Seguridad y peligros del aceite de coco

El aceite de coco es una sustancia que posee una variedad de aplicaciones culinarias, cosméticas y para la salud. Ya que las autoridades de la salud advierten contra el consumo de grasas trans y de grasas en general, han aumentado la controversia y la confusión en cuanto a la seguridad de incluir aceite de coco como parte de una dieta saludable. Aunque se deben tomar algunas precauciones cuando se manipula y consume el aceite de coco, por lo general éste es considerado un alimento saludable si se consume con moderación.

Limpia las salpicaduras rápidamente

El aceite de coco tiene varios usos, desde hidratante para el cabello y la piel hasta para cocinar. Es invisible sobre las superficies y muy resbaloso, por lo que las salpicaduras se deben limpiar rápidamente para evitar resbalones y caídas. No se recomienda el uso de ningún aceite en la ducha.

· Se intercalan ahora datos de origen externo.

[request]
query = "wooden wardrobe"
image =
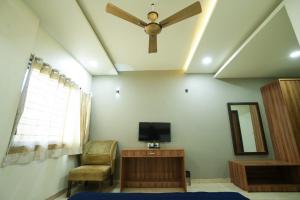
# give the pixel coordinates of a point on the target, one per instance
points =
(282, 105)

Etiquetado como seguro por la FDA

La FDA ubica al aceite de coco en la categoría Generally Regarded As Safe y, de acuerdo a Materials Safety Data Sheet, o MSDS para el aceite de coco, es considerado no tóxico pero potencialmente podría irritar los ojos de forma moderada cuando toma contacto con ellos. No se han informado otras preocupaciones.

Evita el aceite hidrogenado

Cuando el aceite de coco es hidrogenado se convierte en una grasa trans, que es el tipo de grasa involucrada en la cardiopatía, ya que aumenta el colesterol LDL y dificulta la capacidad de tu cuerpo de utilizar el HDL, considerado el "colesterol bueno". El aceite de coco virgen sin procesar ni refinar no es hidrogenado, por lo que es la opción más segura de consumo.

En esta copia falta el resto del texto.